This week's research spotlight is on Dr Ernst de Mooij, Lecturer in DCU School of Physical Sciences
You study planets that orbit stars outside our own solar system. How do you look at them?
“We know that there are billions of stars in our galaxy and until just over two decades ago, we didn’t know if there are planets around other stars. Over the past two decades we have found thousands of planets around other stars. We call these exoplanets, but they are not that easy to see. We can measure the mass of a planet based on its wobble and we can only measure the size of the planet if the orbit is aligned in such a way that the planet passes between its star and the Earth. If this is the case, then the planet blocks some of the light reaching us from the star, and by measuring this dip we can directly measure the size of the planet. We can also use the wobble and the frequency of the dips in light to work out how often the exoplanet goes around its star.”
What are you looking at in particular?
“I tend to work on exoplanets after they have been found, and I am interested in studying their atmospheres, if there is weather on these planets.”
How do you find out about that? “I use data from the Kepler spacecraft, which is out in space looking for exoplanets, and I use observations from telescopes on Earth, mainly telescopes in Hawaii, Chile and La Palma. One of the difficulties though of using ground-based telescopes is that you need to correct for the effects of the Earth’s atmosphere, which can distort the signals coming from space.”
What have you shown about exoplanet weather?
“We have been able to detect evidence for weather on HAT-P-7b, a giant gas exoplanet almost twice the mass of Jupiter that orbits a star more then a thousand light years away. Working with colleagues in the University of Warwick and the University of London and Queen’s University Belfast, we used the data from Kepler that had been recorded for this planet over four years, and we divided the data into smaller chunks so we were able to search for variability over short timeframes.
What we found was that the brightest point on the planet moved between its morning side, where clouds from the night-side would dominate, to the afternoon side, where the thermal hot-spot dominates.
These variations could be due to clouds that form on the night-side of the planet and evaporating on the much hotter morning-side. Due to changes in wind speed etc., there could be more or fewer clouds on the morning side, resulting in the observed variation.

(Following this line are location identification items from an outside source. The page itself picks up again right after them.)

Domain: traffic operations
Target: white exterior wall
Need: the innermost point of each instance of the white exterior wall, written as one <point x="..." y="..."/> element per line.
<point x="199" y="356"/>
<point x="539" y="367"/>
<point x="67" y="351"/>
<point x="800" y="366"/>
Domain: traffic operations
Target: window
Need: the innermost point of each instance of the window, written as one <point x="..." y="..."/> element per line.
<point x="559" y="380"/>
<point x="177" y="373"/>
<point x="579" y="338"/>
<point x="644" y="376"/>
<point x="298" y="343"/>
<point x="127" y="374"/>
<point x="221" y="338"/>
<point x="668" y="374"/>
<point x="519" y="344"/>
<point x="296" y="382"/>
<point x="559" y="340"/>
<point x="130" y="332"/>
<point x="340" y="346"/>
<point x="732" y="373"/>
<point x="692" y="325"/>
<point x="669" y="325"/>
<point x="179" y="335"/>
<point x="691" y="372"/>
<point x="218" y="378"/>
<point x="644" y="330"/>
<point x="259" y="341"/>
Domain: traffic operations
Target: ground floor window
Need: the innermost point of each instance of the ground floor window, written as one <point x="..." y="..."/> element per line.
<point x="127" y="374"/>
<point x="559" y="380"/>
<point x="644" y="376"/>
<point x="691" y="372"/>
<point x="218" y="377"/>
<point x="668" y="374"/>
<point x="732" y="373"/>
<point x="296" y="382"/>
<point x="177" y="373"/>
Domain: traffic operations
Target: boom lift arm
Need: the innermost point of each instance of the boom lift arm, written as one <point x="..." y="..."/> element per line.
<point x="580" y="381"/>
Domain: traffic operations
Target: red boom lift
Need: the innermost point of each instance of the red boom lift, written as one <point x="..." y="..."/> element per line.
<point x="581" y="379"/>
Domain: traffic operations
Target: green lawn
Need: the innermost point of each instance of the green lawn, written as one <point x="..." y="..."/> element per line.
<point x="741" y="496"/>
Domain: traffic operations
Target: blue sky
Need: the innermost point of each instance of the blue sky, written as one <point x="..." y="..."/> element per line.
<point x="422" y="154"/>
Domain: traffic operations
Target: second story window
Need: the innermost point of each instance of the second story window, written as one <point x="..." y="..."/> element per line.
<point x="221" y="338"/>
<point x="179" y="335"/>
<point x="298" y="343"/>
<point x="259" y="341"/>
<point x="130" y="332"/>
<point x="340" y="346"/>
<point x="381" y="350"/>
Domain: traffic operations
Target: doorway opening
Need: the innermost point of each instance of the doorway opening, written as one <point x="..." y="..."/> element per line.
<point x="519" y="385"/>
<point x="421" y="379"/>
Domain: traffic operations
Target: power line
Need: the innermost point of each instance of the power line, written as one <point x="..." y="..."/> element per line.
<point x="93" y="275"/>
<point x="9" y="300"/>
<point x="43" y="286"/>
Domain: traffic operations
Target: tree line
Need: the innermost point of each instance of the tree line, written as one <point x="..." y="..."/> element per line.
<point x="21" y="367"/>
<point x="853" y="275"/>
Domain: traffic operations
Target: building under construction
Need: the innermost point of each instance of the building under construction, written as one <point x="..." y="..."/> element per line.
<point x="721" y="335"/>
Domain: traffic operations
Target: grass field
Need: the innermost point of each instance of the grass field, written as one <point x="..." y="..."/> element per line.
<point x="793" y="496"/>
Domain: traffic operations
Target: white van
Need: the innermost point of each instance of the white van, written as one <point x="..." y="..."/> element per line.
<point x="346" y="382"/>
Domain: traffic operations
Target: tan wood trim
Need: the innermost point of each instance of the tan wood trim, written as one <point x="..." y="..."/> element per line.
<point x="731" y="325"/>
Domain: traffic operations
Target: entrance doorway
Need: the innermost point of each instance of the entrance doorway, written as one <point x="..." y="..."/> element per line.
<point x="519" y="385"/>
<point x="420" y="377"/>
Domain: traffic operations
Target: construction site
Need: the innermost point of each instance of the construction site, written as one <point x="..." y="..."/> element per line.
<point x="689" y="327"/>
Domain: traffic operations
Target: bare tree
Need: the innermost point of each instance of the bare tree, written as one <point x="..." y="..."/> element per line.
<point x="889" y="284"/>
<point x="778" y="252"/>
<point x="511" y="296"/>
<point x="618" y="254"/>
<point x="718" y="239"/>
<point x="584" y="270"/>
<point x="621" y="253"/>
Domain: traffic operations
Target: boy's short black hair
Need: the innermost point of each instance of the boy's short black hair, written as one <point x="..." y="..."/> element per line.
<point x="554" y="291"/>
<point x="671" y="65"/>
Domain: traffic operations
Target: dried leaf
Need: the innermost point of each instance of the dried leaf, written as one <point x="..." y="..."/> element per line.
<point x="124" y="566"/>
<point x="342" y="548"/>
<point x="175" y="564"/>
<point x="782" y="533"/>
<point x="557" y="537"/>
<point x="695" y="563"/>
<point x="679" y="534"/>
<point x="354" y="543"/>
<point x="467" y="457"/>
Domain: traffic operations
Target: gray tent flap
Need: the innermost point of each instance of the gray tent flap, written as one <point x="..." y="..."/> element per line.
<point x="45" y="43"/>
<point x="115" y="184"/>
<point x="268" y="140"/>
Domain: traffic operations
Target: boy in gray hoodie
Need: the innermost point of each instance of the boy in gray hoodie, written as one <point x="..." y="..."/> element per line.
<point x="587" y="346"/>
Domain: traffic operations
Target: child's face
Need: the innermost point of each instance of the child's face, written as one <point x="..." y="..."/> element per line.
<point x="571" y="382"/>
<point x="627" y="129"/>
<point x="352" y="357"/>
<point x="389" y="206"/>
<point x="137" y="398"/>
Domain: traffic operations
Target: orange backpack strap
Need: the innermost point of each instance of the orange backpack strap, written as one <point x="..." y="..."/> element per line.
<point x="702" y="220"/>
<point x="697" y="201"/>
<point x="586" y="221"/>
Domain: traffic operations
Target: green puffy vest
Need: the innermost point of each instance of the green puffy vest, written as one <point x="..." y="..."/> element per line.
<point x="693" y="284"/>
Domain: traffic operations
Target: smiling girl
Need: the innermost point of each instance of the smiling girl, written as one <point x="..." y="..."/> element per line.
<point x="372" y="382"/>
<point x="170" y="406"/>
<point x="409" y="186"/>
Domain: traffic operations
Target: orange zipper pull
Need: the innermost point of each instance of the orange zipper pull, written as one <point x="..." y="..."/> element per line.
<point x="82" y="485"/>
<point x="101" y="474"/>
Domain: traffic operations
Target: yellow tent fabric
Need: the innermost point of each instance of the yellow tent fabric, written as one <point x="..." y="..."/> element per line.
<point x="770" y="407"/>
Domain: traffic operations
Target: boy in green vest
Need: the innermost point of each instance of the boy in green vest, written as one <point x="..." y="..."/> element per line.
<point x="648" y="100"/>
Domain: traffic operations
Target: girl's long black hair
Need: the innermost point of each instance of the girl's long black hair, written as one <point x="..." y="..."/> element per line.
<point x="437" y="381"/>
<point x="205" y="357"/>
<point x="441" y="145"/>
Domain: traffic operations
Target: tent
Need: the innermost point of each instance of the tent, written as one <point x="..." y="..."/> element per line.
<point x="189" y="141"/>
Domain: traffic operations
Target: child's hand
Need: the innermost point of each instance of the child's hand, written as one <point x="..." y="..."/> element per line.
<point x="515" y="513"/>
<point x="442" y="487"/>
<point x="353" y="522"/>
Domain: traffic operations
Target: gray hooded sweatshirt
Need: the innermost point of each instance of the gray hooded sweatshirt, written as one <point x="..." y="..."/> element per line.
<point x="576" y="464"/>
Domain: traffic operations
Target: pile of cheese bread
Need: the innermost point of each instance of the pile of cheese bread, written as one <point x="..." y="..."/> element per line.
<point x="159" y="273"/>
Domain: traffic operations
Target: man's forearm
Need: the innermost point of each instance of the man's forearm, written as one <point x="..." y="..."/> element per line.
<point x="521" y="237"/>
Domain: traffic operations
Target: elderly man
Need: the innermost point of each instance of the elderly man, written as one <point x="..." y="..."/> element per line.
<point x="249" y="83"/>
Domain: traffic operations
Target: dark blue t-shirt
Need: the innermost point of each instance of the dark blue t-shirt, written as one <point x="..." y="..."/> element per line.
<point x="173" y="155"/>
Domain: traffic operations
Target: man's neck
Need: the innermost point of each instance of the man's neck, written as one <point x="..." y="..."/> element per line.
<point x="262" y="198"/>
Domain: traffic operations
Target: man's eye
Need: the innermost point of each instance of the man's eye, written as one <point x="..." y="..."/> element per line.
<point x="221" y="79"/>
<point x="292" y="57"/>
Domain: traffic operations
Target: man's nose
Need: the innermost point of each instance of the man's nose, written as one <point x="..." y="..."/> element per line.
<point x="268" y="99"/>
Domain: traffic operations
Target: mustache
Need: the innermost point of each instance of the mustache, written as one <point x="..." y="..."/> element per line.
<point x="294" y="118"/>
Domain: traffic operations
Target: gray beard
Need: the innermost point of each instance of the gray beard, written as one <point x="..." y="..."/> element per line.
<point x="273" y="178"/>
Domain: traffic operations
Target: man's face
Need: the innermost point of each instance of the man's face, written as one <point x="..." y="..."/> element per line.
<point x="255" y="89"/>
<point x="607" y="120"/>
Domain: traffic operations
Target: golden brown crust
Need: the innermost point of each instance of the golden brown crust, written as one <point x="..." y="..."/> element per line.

This is the first direct evidence for weather on an exoplanet.”
How did you become interested in exoplanets?
“When I was a kid I wanted to become an astronaut but I went into astronomy instead! I studied at the University of Leiden and did a PhD there on exoplanet atmospheres. Since then I have been working in that area as a post-doctoral researcher in Toronto for three years and then in Queen’s, and I moved to DCU in October last year.”
What are you working on now?
“I am working on several other exoplanets, including one that we think might have large rings, much like Saturn does. Based on its orbit we expect to be able to detect any rings as it passes almost exactly between the Earth and its star later this year, and I am working on ways to optimise that detection.”
Do you think we might find life on other planets?
“We currently base our expectation on what signatures we might see from life on the one example we have, the Earth. This means that we may fail to recognise life if it is very different from what we expect.
The question whether there is life elsewhere in the universe, and by that I mean simple life (such as bacteria) is one of the key questions that we would like to answer. Trying to answer this question is one of the motivations for me to continue my study of exoplanet atmospheres and to develop new techniques that, with the next generations of telescopes, can answer that question.”